Teatro Cantiere Florida
Tessera 2019—2020

Venerdì 14 e sabato 15 febbraio 2020
danza
evento speciale a cura di Elsinor
TEATRO DELLA TOSSE | BALLETTO CIVILE
AXTO
Oratorio per corpi e voci dal labirinto

testo Emanuele Conte
regia di Emanuele Conte e Michela Lucenti
coreografie Michela Lucenti
impianto scenico Emanuele Conte
luci Andrea Torazza
costumi Daniela De Blasio
rielaborazioni musicali Massimo Calcagno
collaborazione al testo Elisa D’andrea, Luigi Ferrando
assistenti alla regia Alessio Aronne, Natalia Vallebona, Ambra Chiarello
con Michela Lucenti, Maurizio Camilli, Emanuela Serra, Filippo Porro, Alessandro Pallecchi, Francesco Gabrielli , Aristide Rontini, Lisa Galantini, Enrico Casale
performer nel labirinto Attilio Caffarena, Pietro Fabbri, Francesco Gabrielli, Luca Hardonk, Gianluca Pezzino, Arabella Scalisi
direttore di scena Roberto D’Aversa
elettricista Davide Bellavia
macchinista Fabrizio Camba
attrezzista Renza Tarantino
sarta Anna Romano
produzione Fondazione Luzzati-Teatro della Tosse, Balletto Civile, Artisti In Piazza – Pennabilli Festival

Emanuele Conte e Michela Lucenti portano in scena il mito del Labirinto e del  Minotauro: la compagnia di danzatori, attori e cantanti del Teatro della Tosse e di Balletto Civile dà corpo e voce a questo racconto, epico e familiare, in uno spettacolo che nasce dalla terra e dal sudore. Dalla terra affiorano pochi mobili e suppellettili come se un appartamento fosse stato invaso dal fango di un’alluvione e poi fosse riemerso in parte.
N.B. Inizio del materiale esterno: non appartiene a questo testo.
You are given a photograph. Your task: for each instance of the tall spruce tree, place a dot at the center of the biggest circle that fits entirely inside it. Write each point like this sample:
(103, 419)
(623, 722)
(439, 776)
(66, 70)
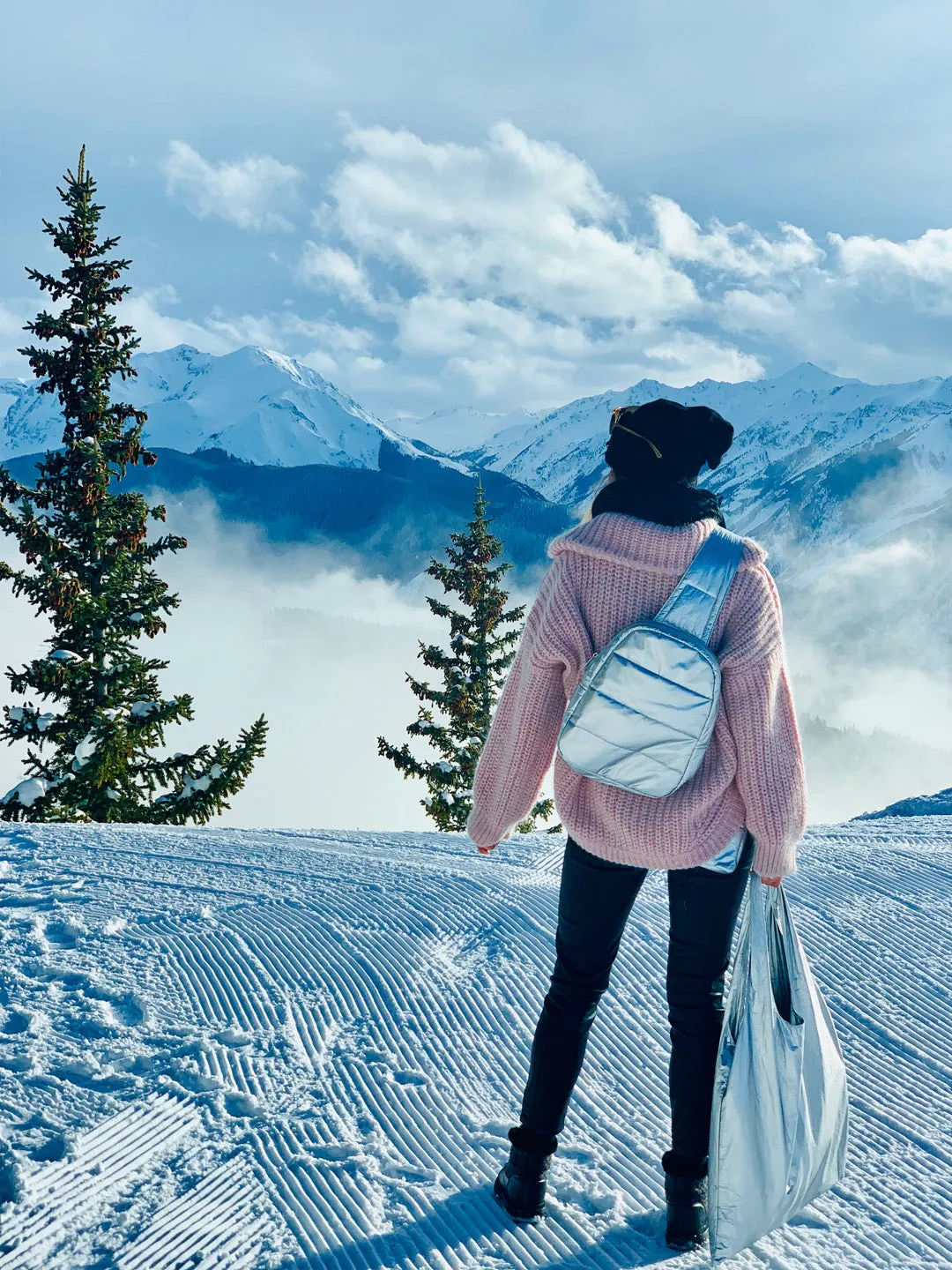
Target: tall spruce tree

L’ambiente nel quale il mito del Labirinto e del Minotauro viene celebrato è la casa e i protagonisti, a officiare il rito, sono i familiari. Il “mostro” ora è chiuso tra le mura domestiche.

Cos’è il labirinto? Un posto dove perdersi, o un posto dove nascondere quello che ci fa paura? Una prigione, un manicomio, un’isola. Entriamo nel labirinto, il cervello umano, perdiamoci, lasciamo un filo rosso dietro di noi per ritrovare l’uscita, o forse l’entrata. Un percorso che parla di solitudine estrema e dei muri, che dovrebbero proteggerci e che invece non fanno che consolidare il nostro isolamento. Avidamente ricerchiamo la luce e riemergiamo dall’architettura infernale dei nostri pensieri solo dopo aver abbandonato lungo la strada un cadavere, o forse un guscio che non ci serve più e voltandoci indietro scopriamo che il mostro aveva il nostro volto.